# Cleaning datasets

Author: Andrea Mock
    
With the help of Selenium, I was able to collect data on the faculty employeed at Wellesley college beginning with the 2012-2013 academic year. Although we were able to save the data into csv files, there is still cleaning that needs to be done before the datasets can be used for further analysis. 

This notebook is dedicated to cleaning all the datasets that have been collected in order to continue with the data analysis process.

In [1]:
import pandas as pd
from collections import Counter

# import for plotting later
from matplotlib import pyplot as plt
plt.style.use('fivethirtyeight')

## Part 1: Load data 
All the datasets are loaded into pandas dataframes for cleaning in part 2. 

In [2]:
# load all the datasets
prof_2012 = pd.read_csv('faculty_info2012.csv', index_col=0)
prof_2013 = pd.read_csv('faculty_info2013.csv', index_col=0)
prof_2014 = pd.read_csv('faculty_info2014.csv', index_col=0)
prof_2015 = pd.read_csv('faculty_info2015.csv', index_col=0)
prof_2016 = pd.read_csv('faculty_info2016.csv', index_col=0)
prof_2017 = pd.read_csv('faculty_info2017.csv', index_col=0)
prof_2018 = pd.read_csv('faculty_info2018.csv', index_col=0)
prof_2019 = pd.read_csv('faculty_info2019.csv', index_col=0)

In [3]:
# check out data in one of the datasets 
prof_2017.head()

Unnamed: 0,name,title,title2,title3,education
0,Rachid Aadnani,Senior Lecturer in Middle Eastern Studies,,,"B.A., Universite Moulay Ismail (Morocco); M.A...."
1,Ama Baafra Abeberese,Assistant Professor of Economics,,,"B.A., Wellesley College; M.A., M.Phil., Ph.D.,..."
2,Kris Adams,Senior Music Performance Faculty in Vocal Jazz,,,"B.M., Berklee College of Music; M.M., New Engl..."
3,Katherine Adams,"Instructor in Physical Education, Recreation a...",,,"B.S., Nazareth College; MS., University of Mas..."
4,Marjorie Agosin,Professor of Spanish,,,"B.A., University of Georgia; M.A., Ph.D., Indi..."


In [4]:
# save all datasets in a list 
prof_dfs = [prof_2012,prof_2013,prof_2014,prof_2015,prof_2016,prof_2017,prof_2018,prof_2019]

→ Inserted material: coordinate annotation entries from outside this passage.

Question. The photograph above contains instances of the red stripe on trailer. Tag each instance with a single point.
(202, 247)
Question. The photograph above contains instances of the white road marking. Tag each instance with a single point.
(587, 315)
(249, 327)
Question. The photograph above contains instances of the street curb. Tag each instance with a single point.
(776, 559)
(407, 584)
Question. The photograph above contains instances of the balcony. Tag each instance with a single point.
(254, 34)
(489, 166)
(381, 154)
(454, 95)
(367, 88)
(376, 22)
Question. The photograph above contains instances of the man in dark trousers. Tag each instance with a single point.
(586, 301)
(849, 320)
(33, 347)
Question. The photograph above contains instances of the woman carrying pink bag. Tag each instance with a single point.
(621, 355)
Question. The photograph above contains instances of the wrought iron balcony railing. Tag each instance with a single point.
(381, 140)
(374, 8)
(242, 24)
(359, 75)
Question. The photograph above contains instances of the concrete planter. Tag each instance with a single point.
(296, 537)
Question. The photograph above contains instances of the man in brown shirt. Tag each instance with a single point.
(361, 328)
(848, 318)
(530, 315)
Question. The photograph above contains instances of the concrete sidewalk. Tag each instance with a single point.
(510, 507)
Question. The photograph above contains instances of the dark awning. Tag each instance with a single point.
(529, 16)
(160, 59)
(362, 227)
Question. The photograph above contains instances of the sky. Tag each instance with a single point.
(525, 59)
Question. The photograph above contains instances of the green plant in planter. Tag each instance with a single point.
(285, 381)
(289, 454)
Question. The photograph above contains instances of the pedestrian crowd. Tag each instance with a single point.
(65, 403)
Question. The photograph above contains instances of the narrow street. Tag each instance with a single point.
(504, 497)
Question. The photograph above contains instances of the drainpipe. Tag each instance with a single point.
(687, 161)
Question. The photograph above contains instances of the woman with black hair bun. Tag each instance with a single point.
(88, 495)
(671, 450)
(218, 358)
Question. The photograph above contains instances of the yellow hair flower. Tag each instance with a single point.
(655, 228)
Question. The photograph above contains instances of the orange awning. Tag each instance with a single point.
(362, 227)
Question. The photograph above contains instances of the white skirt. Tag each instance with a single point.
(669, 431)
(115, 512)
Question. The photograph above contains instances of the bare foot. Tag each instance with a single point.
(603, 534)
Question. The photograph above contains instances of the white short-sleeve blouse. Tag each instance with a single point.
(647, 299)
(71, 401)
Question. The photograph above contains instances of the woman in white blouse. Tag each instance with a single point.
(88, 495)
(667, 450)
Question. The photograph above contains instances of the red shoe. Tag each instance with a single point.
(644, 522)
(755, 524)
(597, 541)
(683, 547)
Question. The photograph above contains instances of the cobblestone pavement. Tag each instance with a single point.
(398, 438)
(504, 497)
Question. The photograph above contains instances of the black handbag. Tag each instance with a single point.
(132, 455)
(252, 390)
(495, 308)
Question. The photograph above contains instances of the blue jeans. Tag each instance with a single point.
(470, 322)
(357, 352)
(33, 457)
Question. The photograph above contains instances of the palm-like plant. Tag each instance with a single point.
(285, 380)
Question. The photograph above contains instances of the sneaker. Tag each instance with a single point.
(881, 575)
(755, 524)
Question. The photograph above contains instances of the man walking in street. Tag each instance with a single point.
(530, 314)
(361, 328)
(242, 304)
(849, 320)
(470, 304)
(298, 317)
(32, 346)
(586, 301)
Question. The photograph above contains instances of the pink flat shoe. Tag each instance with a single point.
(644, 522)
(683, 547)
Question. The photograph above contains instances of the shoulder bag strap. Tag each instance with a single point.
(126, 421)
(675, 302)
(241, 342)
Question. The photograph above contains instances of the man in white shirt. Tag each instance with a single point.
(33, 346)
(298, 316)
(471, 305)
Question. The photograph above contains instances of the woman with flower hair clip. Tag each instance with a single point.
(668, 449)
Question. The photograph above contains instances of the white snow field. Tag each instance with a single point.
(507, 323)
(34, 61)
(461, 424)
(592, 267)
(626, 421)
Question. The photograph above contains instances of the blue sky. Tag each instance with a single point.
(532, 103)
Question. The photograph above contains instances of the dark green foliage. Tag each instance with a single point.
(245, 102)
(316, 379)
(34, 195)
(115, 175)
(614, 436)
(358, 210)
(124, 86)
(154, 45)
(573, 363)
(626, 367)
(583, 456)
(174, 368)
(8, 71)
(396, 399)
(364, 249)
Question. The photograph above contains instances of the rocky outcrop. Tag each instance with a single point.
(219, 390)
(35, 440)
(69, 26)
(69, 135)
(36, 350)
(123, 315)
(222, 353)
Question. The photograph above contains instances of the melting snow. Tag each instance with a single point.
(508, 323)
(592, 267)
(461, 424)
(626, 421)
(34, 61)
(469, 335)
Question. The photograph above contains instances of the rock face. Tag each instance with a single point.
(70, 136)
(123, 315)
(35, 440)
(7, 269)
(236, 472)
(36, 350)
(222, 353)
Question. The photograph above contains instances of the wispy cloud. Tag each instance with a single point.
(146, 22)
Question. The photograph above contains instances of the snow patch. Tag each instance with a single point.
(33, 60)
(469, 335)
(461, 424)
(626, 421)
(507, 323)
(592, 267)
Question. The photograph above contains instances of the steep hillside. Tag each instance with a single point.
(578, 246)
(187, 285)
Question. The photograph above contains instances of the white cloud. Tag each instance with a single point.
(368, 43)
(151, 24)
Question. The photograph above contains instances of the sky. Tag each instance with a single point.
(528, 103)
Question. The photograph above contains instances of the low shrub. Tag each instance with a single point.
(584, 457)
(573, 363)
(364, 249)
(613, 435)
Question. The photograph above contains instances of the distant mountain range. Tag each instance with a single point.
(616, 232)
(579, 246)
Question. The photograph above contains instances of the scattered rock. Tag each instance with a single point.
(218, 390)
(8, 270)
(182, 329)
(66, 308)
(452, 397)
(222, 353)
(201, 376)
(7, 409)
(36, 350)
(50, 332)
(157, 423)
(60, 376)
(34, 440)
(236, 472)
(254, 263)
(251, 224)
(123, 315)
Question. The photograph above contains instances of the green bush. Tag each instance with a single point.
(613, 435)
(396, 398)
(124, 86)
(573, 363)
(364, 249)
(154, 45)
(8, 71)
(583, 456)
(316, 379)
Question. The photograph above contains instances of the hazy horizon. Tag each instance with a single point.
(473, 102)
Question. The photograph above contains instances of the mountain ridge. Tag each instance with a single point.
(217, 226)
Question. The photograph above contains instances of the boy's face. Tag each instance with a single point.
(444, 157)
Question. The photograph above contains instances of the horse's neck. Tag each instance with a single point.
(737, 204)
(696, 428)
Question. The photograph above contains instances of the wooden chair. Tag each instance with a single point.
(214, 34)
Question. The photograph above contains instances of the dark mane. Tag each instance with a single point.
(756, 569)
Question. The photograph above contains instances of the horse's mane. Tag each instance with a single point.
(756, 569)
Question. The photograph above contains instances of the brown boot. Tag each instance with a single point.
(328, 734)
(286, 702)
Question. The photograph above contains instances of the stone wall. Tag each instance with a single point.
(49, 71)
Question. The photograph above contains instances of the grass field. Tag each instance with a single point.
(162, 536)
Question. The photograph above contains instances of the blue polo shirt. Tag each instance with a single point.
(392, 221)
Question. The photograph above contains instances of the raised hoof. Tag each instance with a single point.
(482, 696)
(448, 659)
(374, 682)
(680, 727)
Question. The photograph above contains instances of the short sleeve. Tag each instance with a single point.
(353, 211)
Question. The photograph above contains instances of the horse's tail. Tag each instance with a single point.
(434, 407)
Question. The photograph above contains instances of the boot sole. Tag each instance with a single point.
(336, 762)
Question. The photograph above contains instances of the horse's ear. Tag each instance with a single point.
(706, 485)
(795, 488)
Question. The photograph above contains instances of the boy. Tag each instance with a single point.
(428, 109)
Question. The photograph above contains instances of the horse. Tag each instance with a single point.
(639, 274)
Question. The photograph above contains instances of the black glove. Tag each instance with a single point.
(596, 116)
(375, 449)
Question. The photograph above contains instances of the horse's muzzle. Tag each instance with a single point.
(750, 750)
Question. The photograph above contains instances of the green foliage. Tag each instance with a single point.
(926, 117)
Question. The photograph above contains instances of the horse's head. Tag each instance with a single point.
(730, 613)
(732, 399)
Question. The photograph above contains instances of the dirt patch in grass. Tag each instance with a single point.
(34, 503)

## Part 2: Cleaning the data

### Part 2.1 Extracting educational information
Currently the faculty information is listed as a string in our dataframe. However since there are multiple educational institutions, to facilitate the analysis of these institution we createa additional columns to each contain one educational insitution

In [5]:
def profEducationClean(prof):
    """
    given the education of a professor returns a list of educational institution a person attended 
    along with the degree name
    """
    if (prof != None) and type(prof) != float:
        allEdu = prof.split(';') # split at ; indicating the start of new educational institution
        return [item.strip() for item in allEdu]
    return []

In [6]:
def extractEducation(edu_data, num):
    """
    given a dataset and number extracts that particular entry from our education data list
    """
    if len(edu_data) < num:
        return []
    return [item.strip() for item in edu_data[num-1].split(',')]

In [7]:
def cleanEducationData(prof_df):
    """
    given a dataframe including the information on faculty members cleans the educational entries and 
    creates columns that specify each educational institutions, returns modified dataframe
    """ 
    # create a list of educational entries
    prof_df['edu_list']= prof_df['education'].apply(profEducationClean)
    
    # each educational institution gets its own column
    prof_df['edu1']= prof_df['edu_list'].apply(lambda x: extractEducation(x,1))
    prof_df['edu2']= prof_df['edu_list'].apply(lambda x: extractEducation(x,2))
    prof_df['edu3']= prof_df['edu_list'].apply(lambda x: extractEducation(x,3))
    prof_df['edu4']= prof_df['edu_list'].apply(lambda x: extractEducation(x,4))
    
    return prof_df 

Using the functions from above we can extract the educational information for each of our dataframes containing faculty information: 

In [8]:
cleaned_dfs = [cleanEducationData(df) for df in prof_dfs]

In [10]:
# example dataframe after cleaning
cleaned_dfs[0].head()

Unnamed: 0,name,title,title2,title3,education,edu_list,edu1,edu2,edu3,edu4
0,Rachid Aadnani,Lecturer in Middle Eastern Studies,,,"B.A., Universite Moulay Ismail (Morocco); M.A....","[B.A., Universite Moulay Ismail (Morocco), M.A...","[B.A., Universite Moulay Ismail (Morocco)]","[M.A., Dartmouth College]","[Ph.D., Binghamton University]",[]
1,Brandon Abbs,Visiting Lecturer in Psychology,,,"B.A., University of Maryland; Ph.D., Universit...","[B.A., University of Maryland, Ph.D., Universi...","[B.A., University of Maryland]","[Ph.D., University of Iowa]",[],[]
2,Rana Abdul-Aziz,Lecturer in Middle Eastern Studies,,,"B.A., M.A., Tufts University","[B.A., M.A., Tufts University]","[B.A., M.A., Tufts University]",[],[],[]
3,Kris Adams,Senior Music Performance Faculty in Vocal Jazz,,,"B.M., Berklee College of Music; M.M., New Engl...","[B.M., Berklee College of Music, M.M., New Eng...","[B.M., Berklee College of Music]","[M.M., New England Conservatory of Music]",[],[]
4,Marjorie Agosin,Luella LaMer Slaner Professor in Latin America...,Professor of Spanish,,"B.A., University of Georgia; M.A., Ph.D., Indi...","[B.A., University of Georgia, M.A., Ph.D., Ind...","[B.A., University of Georgia]","[M.A., Ph.D., Indiana University]",[],[]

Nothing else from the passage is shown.